Reputation: 533
I have following two sample dataframes:
df1 <- data.frame(EVI_GT=c(0.23, 0.54, 0.36, 0.92), EVI_GNT=c(0.33, 0.65, 0.42, 0.73), EVI_GGT=c(0.43, 0.34, 0.22, 0.98))
df2 <- data.frame(T_ET_GT=c(0.56, 0.23, 0.95, 0.82), T_ET_GNT=c(0.10, 0.74, 0.36, 0.35), T_ET_GGT=c(0.52, 0.31, 0.65, 0.58))
I have to extract values from df2 corresponding to min and max of df1 (each row). For example, min (max) value of first row in df1 is 0.23 (0.43) i.e., column 1 (column 3) so the values that should be extracted from df2 will be 0.56 and 0.52 for the first row. Similar for row 2 and so on. Below is my desired output dataframe:
df3 <- data.frame(column1=c(0.56, 0.31, 0.65, 0.35), column2=c(0.52, 0.74, 0.36, 0.58))
How can we get df3 from df2 using conditions on df1?
Upvotes: 3
Views: 1114
Reputation: 4487
An approach using purrr
library(dplyr)
library(purrr)
df1 %>%
# list of row for df1
pmap(~c(...)) %>%
map2_dfr(.y = df2 %>% pmap(~c(...)), # map with list of row df2
.f = function(a, b) { # function that take min/max each row of df1 and extract df2
min_index <- which.min(a)
max_index <- which.max(a)
tibble(min = b[min_index], max = b[max_index])
})
# Output
# A tibble: 4 x 2
min max
<dbl> <dbl>
1 0.56 0.52
2 0.31 0.74
3 0.65 0.36
4 0.35 0.580
Upvotes: 2
Reputation: 389012
You can use which.min
and which.max
to get index of minimum and maximum value respectively. Use apply
to perform rowwise operation and subset the data from df2
.
data.frame(column1 = df2[cbind(1:nrow(df1), apply(df1, 1, which.min))],
column2 = df2[cbind(1:nrow(df1), apply(df1, 1, which.max))])
# column1 column2
#1 0.56 0.52
#2 0.31 0.74
#3 0.65 0.36
#4 0.35 0.58
Upvotes: 4
Reputation: 1751
Assuming your dataframes have the same dimensions, that should be fairly easy!
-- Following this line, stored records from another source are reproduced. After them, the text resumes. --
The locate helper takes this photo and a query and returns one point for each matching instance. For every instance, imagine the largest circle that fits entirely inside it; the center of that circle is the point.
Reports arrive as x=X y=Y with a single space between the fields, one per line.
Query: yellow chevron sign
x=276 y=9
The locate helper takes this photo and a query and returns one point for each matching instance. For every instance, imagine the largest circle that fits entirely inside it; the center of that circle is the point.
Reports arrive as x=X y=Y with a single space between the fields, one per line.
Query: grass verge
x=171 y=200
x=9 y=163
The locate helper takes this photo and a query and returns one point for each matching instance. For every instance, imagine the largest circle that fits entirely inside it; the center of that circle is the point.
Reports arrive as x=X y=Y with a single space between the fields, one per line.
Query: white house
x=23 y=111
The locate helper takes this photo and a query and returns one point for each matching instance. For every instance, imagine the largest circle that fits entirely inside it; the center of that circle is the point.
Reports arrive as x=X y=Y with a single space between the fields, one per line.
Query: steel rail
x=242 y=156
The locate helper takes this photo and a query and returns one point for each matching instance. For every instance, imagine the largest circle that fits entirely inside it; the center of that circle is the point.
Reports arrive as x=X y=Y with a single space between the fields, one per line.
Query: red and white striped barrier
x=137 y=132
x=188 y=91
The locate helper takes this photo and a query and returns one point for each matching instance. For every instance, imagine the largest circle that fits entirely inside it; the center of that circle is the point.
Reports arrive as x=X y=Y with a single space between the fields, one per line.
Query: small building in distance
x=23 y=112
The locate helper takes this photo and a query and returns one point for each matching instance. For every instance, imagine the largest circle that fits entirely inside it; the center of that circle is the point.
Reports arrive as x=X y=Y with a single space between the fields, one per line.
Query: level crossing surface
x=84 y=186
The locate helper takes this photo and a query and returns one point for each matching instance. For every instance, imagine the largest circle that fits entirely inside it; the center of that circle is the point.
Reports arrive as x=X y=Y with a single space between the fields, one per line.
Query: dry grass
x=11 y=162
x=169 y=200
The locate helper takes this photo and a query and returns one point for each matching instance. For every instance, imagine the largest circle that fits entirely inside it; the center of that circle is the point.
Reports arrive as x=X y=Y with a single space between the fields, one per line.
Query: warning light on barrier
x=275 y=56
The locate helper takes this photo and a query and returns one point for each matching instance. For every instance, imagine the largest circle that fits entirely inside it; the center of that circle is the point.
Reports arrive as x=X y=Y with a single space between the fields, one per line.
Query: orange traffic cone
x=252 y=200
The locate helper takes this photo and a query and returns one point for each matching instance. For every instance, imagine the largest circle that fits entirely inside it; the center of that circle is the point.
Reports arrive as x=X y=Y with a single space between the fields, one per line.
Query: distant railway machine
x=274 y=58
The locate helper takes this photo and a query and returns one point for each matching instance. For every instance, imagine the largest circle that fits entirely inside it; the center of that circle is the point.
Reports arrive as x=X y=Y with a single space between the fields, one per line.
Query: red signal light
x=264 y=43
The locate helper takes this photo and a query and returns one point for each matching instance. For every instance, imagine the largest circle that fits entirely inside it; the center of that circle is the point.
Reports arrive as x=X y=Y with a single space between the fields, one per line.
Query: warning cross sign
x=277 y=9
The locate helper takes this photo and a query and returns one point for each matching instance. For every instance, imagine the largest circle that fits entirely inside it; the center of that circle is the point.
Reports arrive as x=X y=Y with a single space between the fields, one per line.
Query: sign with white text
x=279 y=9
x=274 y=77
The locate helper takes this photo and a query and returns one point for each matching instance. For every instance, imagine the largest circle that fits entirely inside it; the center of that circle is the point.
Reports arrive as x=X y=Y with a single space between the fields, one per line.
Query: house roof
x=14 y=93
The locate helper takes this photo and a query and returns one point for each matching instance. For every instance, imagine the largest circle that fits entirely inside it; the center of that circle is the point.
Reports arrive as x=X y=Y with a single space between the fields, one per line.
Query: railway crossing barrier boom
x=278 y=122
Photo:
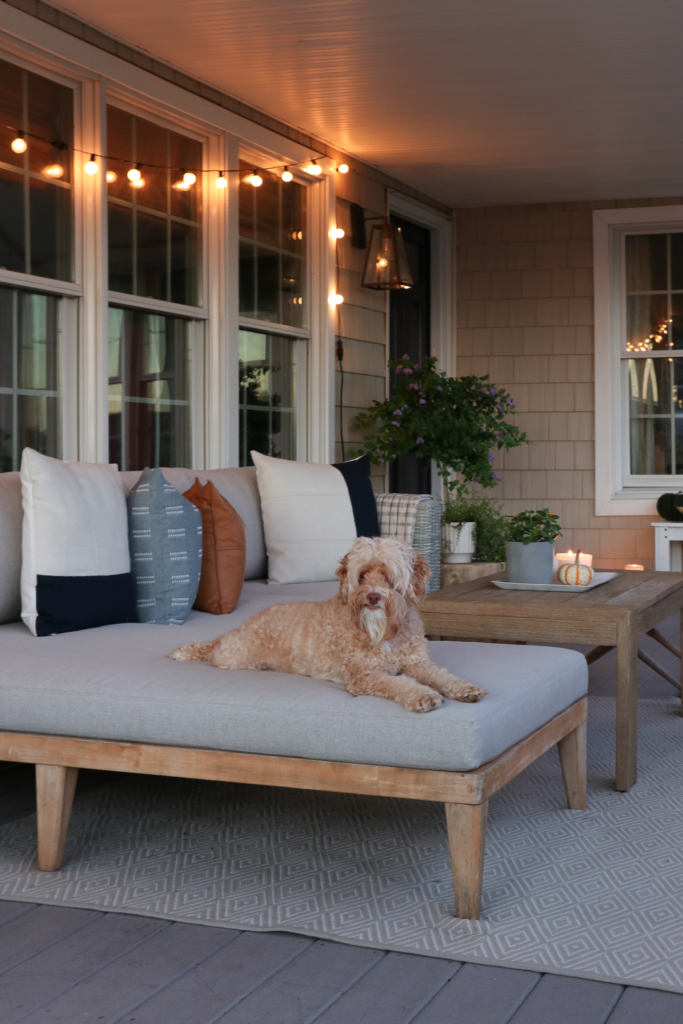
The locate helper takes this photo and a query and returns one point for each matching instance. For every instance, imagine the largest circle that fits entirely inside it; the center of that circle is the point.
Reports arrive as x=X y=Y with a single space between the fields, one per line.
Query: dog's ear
x=419 y=578
x=342 y=572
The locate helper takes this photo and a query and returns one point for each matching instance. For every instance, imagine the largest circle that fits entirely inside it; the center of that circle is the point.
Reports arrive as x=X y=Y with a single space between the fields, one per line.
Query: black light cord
x=340 y=357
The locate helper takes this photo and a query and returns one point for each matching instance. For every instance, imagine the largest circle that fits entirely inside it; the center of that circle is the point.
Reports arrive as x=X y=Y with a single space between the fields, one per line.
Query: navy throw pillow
x=356 y=476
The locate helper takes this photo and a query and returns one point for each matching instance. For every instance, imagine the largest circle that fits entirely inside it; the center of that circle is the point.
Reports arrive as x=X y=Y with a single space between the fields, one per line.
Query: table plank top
x=628 y=592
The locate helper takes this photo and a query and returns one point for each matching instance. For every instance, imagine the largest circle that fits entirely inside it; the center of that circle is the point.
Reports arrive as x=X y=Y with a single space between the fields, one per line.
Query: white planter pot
x=457 y=542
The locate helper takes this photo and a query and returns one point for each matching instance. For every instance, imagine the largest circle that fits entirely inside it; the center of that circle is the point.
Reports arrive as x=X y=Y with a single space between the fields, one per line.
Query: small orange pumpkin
x=574 y=573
A very intuitive and simple way would be looping for the number of rows in df1
(or df2
) and finding the column which elements are max and min for every row in df1, thus using that information to subset df2 and attribute that value to df3.
df3 <- data.frame(
min = NA,
max = NA
)
for (i in seq_len(nrow(df1))) {
max_val <- which.max(df1[i, ])
min_val <- which.min(df1[i, ])
df3[i, 1] <- df2[i, min_val]
df3[i, 2] <- df2[i, max_val]
}
A more "dynamic" way of doing that would be extracting the "which.max" and "which.min" from df1 row by row (through an apply statement), thus forming a list of indexes. Then, one could define a matrix of row,col pairs (think of it as coordinates!) for the first and second conditions (min and max values).
indexes <- apply(df1, MARGIN = 1, function(x) {
return(list(min_idx = which.min(x), max_idx = which.max(x)))
})
indexes <- dplyr::bind_rows(indexes)
indexes$row <- 1:nrow(indexes)
mins_indexes <- as.matrix(dplyr::select(indexes, c("row", "min_idx")))
maxes_indexes <- as.matrix(dplyr::select(indexes, c("row", "max_idx")))
df3 <- data.frame(
min_vals = df2[mins_indexes],
max_vals = df2[maxes_indexes]
)
This solution is loosely based on this problem Selecting specific elements from a matrix all at once!
NOTE: I've made the process as intuitive as possible, you could certainly use more clever names and maybe use less lines of code.
Upvotes: 2